Day 16, the final week dawns in the house, and resident pain-in-the-backside Lauren Harries – that weird kid on Wogan in the 80s who had a sex change – has at last sussed out Louie Spence.

“He’s not going to change. There’s no point giving him a slap across the face because it’s going to achieve nothing.”

Maybe so, Lauren. But surely it’s worth a go regardless?

That’s Celebrity Big Brother XII for you – a waste ground of regrets and missed opportunities that could have been so much more.

It came to the boil promisingly several times throughout the last three weeks, but never quite tipped over the side of the pan enough to make it worth scouring the hob.

The problems started with the casting.

Signing Ron Atkinson, forever tainted with calling Marcel Desailly a “lazy, thick n******” on TV thinking his mic was turned off, must have seemed to the producers like a masterstroke.

But they’d clearly not watched the 2009 Celebrity Wife Swap with Big Ron and Tessa Sanderson when he had his eyes opened to the offence he couldn’t see he’d caused.

Ever since repentant, he entered the CBB house with this mission statement: “I came in here determined not to upset anybody,” and duly contributed nothing until his eviction when he tripped up the stairs and couldn’t find the exit door.

If Atkinson was alone in not wanting to upset the apple-cart, the series could have carried him.

But he wasn’t, was he?

Abz Love, from 5ive, Mario Falcone, the big-haired berk from TOWIE who to my astonishment is the most decent human being in there, and Dustin Diamond (one-half of WWF 80s tag-team the Bushwhackers) have conducted themselves with great dignity.

Television, though, despises these types.

It prefers mouthy women who can’t handle their drink like Vicky “Janice Battersby” Entwistle and OTT exhibitionists like Louie Spence and Courtney Stodden and assumes viewers do too.

So this horrendous final week in the house has been an unedifying combination of late-night hissy-fits, rants and deeply unpleasant slanging matches.

All of it fuelled by alcohol.

That’s the greatest shame of CBB XII.

Its format can be so much cleverer than that, as proven by the brilliant Gods & Mortals task of the Julie Goodyear series last summer.

Alas, the producers replaced any remaining creative genius with the ultimate fallback, plying the housemates with booze nightly.

I can’t say it hasn’t had its moments.

Marcus Bentley’s line: “5.21pm. It’s been over an hour since Bruce slapped himself with a fish,” might yet be his finest.

Potty-mouthed, bed-wetting, cake-punching, serial farter Charlotte Crosby from Geordie Shore, whose entire knowledge of Vietnam comes from South Park, has been at least entertaining.

And there may have been no moment with more promise in TV history than this humdinger: “This is Big Brother. Housemates, welcome to Dancing on Glass.

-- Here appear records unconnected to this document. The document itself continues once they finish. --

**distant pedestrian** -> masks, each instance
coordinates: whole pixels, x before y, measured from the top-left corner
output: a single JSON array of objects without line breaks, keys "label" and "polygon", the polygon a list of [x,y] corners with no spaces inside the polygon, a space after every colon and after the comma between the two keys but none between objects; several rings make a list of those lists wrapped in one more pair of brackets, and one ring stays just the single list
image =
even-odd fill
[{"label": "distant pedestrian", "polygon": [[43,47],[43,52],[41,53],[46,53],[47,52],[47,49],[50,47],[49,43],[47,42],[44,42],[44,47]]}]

For your viewing pleasure, Louie Spence will now dance barefoot on broken glass.”

Not only a CBB task but an ideal replacement for ITV’s Dancing on Ice.

Most tellingly, however, not a single one of this bunch comes close to making my all-time greatest CBB house.

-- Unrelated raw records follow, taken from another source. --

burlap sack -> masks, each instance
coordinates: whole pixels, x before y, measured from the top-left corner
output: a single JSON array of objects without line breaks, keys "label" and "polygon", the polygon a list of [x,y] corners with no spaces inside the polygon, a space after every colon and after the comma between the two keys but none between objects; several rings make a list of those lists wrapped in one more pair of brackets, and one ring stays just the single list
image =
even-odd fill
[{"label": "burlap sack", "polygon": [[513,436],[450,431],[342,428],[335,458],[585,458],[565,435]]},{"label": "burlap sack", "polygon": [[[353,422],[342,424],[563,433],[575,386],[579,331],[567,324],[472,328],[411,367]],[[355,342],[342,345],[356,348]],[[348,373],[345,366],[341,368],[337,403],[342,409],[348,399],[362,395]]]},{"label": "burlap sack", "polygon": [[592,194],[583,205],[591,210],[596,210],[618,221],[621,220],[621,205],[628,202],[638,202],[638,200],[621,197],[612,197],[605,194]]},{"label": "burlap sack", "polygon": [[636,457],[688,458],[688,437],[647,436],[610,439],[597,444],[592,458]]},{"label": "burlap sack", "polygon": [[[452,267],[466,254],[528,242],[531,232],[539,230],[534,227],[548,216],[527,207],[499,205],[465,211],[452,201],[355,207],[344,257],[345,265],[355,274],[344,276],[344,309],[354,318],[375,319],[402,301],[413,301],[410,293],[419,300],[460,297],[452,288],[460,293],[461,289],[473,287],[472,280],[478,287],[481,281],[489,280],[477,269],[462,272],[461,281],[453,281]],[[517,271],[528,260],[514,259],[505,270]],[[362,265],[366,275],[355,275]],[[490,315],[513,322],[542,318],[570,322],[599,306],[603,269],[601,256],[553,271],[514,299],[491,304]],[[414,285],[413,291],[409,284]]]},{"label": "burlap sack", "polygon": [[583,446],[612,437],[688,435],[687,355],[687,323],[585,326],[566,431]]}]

Self-pitying, needy, socially maladjusted, transsexual poltergeist Lauren Harries, who forgets to flush the loo, has constantly fished for compliments which should not have been forthcoming, yet appears to be Channel 5’s chosen winner.

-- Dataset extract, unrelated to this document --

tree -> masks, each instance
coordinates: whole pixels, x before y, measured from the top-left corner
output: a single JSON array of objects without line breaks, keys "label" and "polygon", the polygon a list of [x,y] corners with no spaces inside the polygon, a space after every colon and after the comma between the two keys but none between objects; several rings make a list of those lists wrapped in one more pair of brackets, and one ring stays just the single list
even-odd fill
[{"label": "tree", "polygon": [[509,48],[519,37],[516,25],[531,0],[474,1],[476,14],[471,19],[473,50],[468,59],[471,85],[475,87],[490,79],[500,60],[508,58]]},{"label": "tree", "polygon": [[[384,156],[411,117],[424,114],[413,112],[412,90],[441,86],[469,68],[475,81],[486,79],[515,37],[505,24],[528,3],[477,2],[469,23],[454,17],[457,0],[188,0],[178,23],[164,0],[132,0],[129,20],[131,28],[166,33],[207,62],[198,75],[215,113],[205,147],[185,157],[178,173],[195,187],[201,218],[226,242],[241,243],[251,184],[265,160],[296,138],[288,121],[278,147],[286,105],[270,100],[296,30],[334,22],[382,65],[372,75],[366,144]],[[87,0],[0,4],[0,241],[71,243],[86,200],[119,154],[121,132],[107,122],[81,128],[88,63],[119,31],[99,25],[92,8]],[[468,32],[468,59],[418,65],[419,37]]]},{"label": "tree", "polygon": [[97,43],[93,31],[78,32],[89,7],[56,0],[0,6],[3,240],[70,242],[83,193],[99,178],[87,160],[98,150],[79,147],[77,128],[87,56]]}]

And the never-ending slurred, drunken bitching forced Abz to occupy himself by watching a spider in the garden, building cushion towers and likening the housemates to members of the animal kingdom.

“I would see Carol as a vulture, Courtney as a bit of a jackal, Lauren as a three-toed sloth, and Vicky probably would be an orang-utan.”

Personally I’d be happy if they were all dodos.

An extinct species.

Spudulikes

Top Boy’s thrilling, unravelling finale.

The dawning realisation and resignation on James Jordan’s face he’d be paired with Strictly Come Dancing HGV Vanessa Feltz.

Great British Bake Off’s custard tart massacre almost beating an England World Cup qualifier on ITV in the ratings.

And everything, especially the menace of Sam Neill, about BBC2’s awesome Birmingham post-World War I gangster drama Peaky Blinders (Boardwalk Brumpire).

If you’re wondering, yes. I had “Boredwalk Empire” ready to go if wasn’t any good.

Spuduhates

Strictly Come Dancing trotting off for three weeks.

BBC2 bothering to air a Dragon’s Den with zero investments.

X Factor lasting only until week two before wheeling out a parade of returning failures from Judges’ Houses past.

This Morning again booking pretend rent-a-gob Katie Hopkins to gush make-believe garbage about it being okay for parents to miss their child’s birthday: “They’re like trains – there’ll be another one.”

ITV making a 13th series of The Alan Titchmarsh Show when they could just as easily plough that money into a proper OAP day centre.

And BBC2’s Harvest 2013 host Gregg Wallace: “I’d like to raise a glass because where would we be in Britain without the potato?”

With John Torode hosting MasterChef single-handed?